Unveiling User Preferences and Predicting Movie Ratings through the Lens of Data Science
Project Overview
This project dives deep into the world of movie recommendation systems, crucial tools for navigating the vast sea of content in today's digital age. By combining data science, machine learning, and user behavior analysis, we aim to predict user preferences and offer tailored movie suggestions, enhancing user satisfaction and platform engagement.
Problem Statement
Challenge: To accurately predict how a user will rate a movie they haven't seen based on their past preferences.
Objective: Develop a robust recommendation system that improves content discovery and user satisfaction by leveraging the enriched MovieLens dataset, augmented with metadata and user-generated tags.
Data Summary
Datasets: Utilized the MovieLens dataset, including user ratings, movie information, and tags, enriched with IMDb data for detailed movie metadata.
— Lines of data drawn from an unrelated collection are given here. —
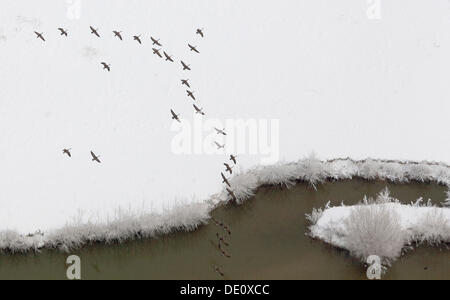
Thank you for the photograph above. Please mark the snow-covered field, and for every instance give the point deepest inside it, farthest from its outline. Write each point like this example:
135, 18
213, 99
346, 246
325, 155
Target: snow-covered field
381, 226
337, 82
Preprocessing: Cleaned and transformed the data, including handling missing values (none found), removing duplicate entries (none found), and preparing features for modeling.
Key Steps in the Project
1. Data Preprocessing and Feature Engineering
Removed specific characters ('|') from movie genres to create a suitable format for content-based filtering.
Explored and visualized the distribution of ratings, movie genres, and user tags to gain insights into the data.
2. Modeling Approach
Content-Based Filtering: Developed a model that recommends movies based on the similarity of their genres using cosine similarity.
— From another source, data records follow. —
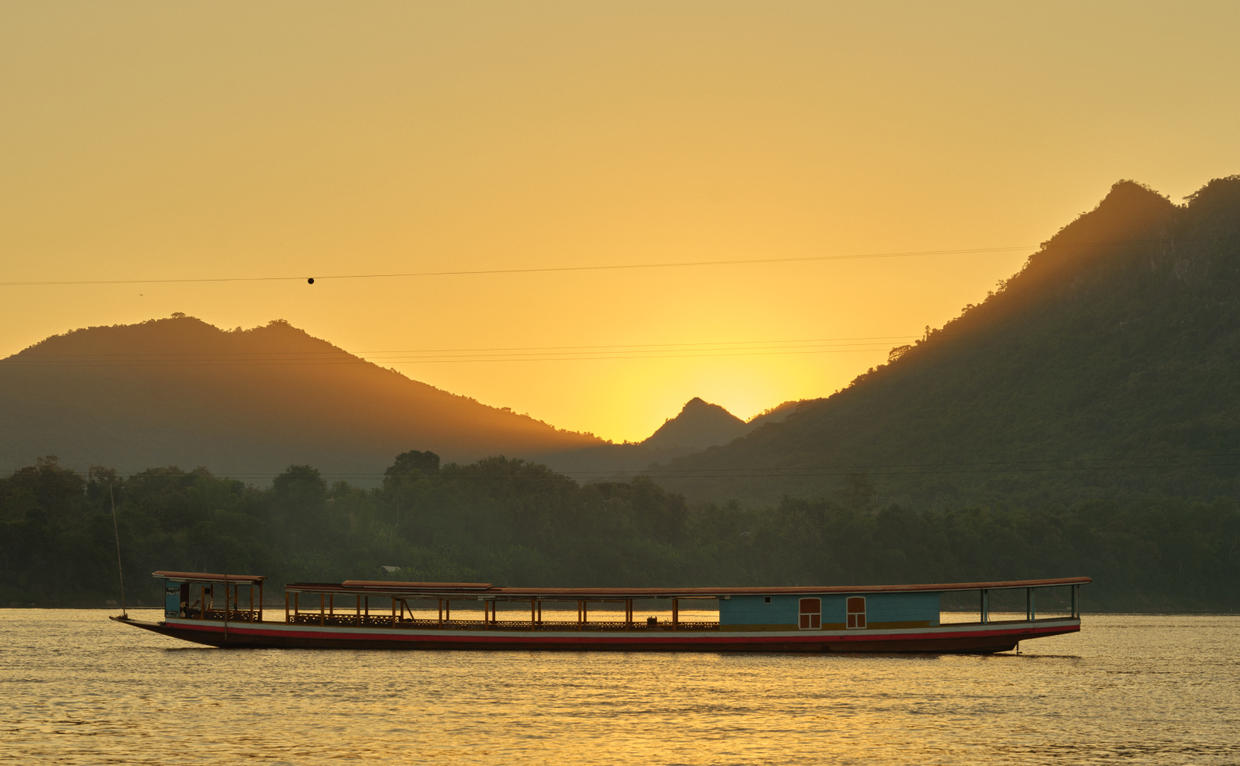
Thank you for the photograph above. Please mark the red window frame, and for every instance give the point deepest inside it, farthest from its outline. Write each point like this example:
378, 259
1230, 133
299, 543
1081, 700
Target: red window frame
856, 609
810, 614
Collaborative Filtering: Implemented various techniques, including:
Item-based k-Nearest Neighbors (k-NN) with cosine similarity.
User-based BaselineOnly algorithm.
Model-based matrix factorization techniques like Single Value Decomposition (SVD) and SVD++.
3. Model Performance
Evaluated models using Root Mean Squared Error (RMSE). SVD++ showed the best performance with the lowest RMSE.
Future Improvements
Explore hybrid recommendation approaches combining content-based and collaborative filtering for potentially improved performance.
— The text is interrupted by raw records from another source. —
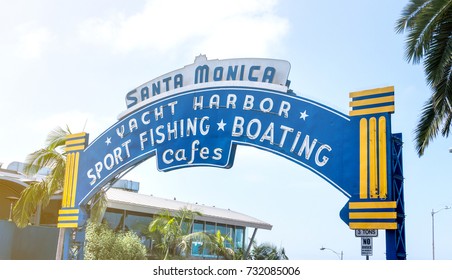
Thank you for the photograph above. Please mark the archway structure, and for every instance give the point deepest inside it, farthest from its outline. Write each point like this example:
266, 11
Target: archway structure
197, 115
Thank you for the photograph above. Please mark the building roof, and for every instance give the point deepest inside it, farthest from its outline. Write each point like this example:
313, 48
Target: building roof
131, 201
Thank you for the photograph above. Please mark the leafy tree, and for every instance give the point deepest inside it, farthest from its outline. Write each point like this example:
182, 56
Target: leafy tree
52, 156
429, 27
172, 234
267, 251
102, 243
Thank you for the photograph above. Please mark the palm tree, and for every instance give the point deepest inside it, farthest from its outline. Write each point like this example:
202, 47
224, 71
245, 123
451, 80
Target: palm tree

Fine-tune model parameters and explore alternative algorithms to further optimize prediction accuracy.
Incorporate user demographics and viewing history for more personalized recommendations.
Conclusion
This project provides valuable insights into user behavior and movie preferences, contributing to the development of more effective recommendation systems. The models developed demonstrate promising accuracy in predicting user ratings, enhancing user satisfaction and driving platform engagement.